To do this, I performed the following:
- Obtain training data from indeed.com:
- Create a function that takes city, state, and job title and provides indeed.com results
- Gather the job posting results, scrape the html from each, clean up html
- Save each simplified html file to disk
- Gather all the simplified html files and compile one text file
- Use recurrent neural network to learn the structure of the job postings
- Use the learned network to generate imaginary job postings
Obtaining Training Data
In order to obtain my training data, I scraped job postings from several major U.S. cities from the popular indeed.com (San Francisco Bay Area, Seattle, New York, and Chicago). The code used to scrape the website came from this great tutorial by Jesse Steinweg-Woods. My modified code, available here, explicitly checked if a website was located on indeed.com (and not another website as the job posting structure was different) and stripped the website down to a bare bones structure. Having this more specific structure I thought would help reduce the training time for the recurrent neural network. Putting these 1001 jobs into one text document gives us a 4.2MB text file, or about 4 million characters.
Training the Recurrent Neural Network
Training the RNN was pretty straight forward. I used Karpathy’s code and the text document generated from all the job postings. I set up the network in the same manner as the network Karpathy outlined for the writings of Shakespeare:
th train.lua -data_dir data/indeed/ -rnn_size 512 -num_layers 3 -dropout 0.5
I trained this network over night on my machine that has a Titan Z GPU (here is more info on acquiring a GPU for academic use).
Imaginary Job Postings
The training procedure produces a set of files that represent checkpoints in training. Let’s take a look at the loss over training:
import os loss_files = sort(os.listdir('cv/')) lfs =  for lf in loss_files: lf = map(float,lf[13:-3].split('_')) lfs.append(lf) lfs = array(sorted(lfs, key = lambda x: x)) plot(lfs[:,0],lfs[:,1]) title('Training Lossn') ylabel('Loss') xlabel('Epoch')
It looks like the model achieved pretty good results around epoch 19. After this, the performance got worse but then came back down again. Let’s use the checkpoint that had the lowest validation loss (epoch 19) and the last checkpoint (epoch 50) to produce samples from the model. These samples will demonstrate some of the relationships that the model has learned. While none of these jobs actually exist, the model produces valid html code that represents imaginary dream job postings.

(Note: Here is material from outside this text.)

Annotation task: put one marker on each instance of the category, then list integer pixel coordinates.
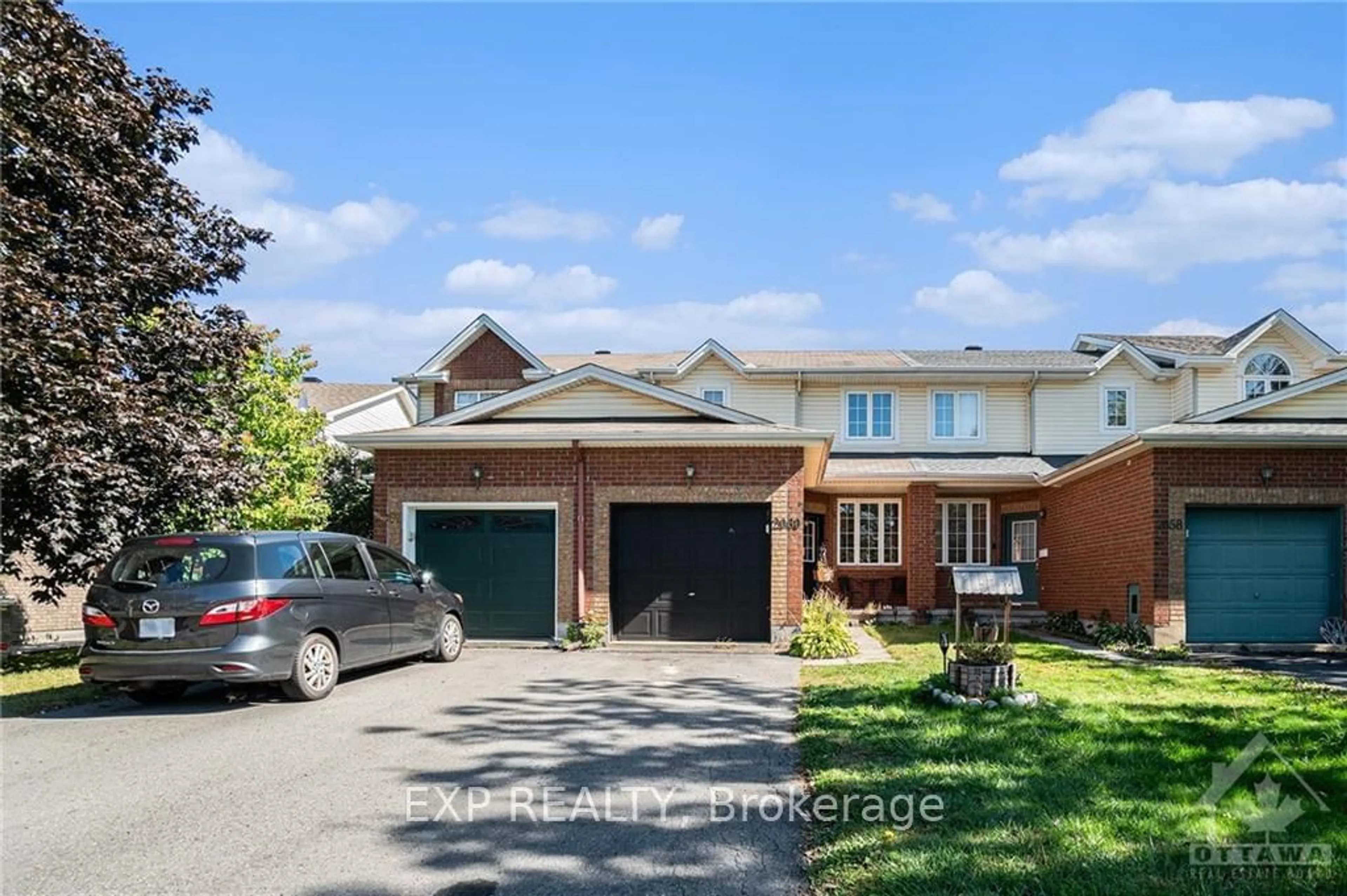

Below is one of the jobs that was produced when sampling from the saved model at epoch 19. It’s for a job at Manager Persons Inc. and it’s located in San Francisco, CA. It looks like there is a need for the applicant to be “pizza friendly” and the job requires purchasing and data entry. Not too shabby. Here it is as a web page.
At epoch 50, the model has learned a few more things and the job postings are typically much longer. Here is a job for Facetionteal Agency (as a website). As you can see, more training can be done to improve the language model (“Traininging calls”) but it does a pretty good job of looking like a job posting. Some items are fun to note, like that the job requires an education of Mountain View, CA.
Below is another longer one (and as a website). Turns out the model wants to provide jobs that pay $1.50 an hour. The person needs to be a team player.
This was a pretty fun experiment! We could keep going with this as well. There are several knobs to turn to get different performance and to see what kind of results this model could produce. I encourage you to grab an interesting dataset and see what kind of fun things you can do with recurrent neural networks!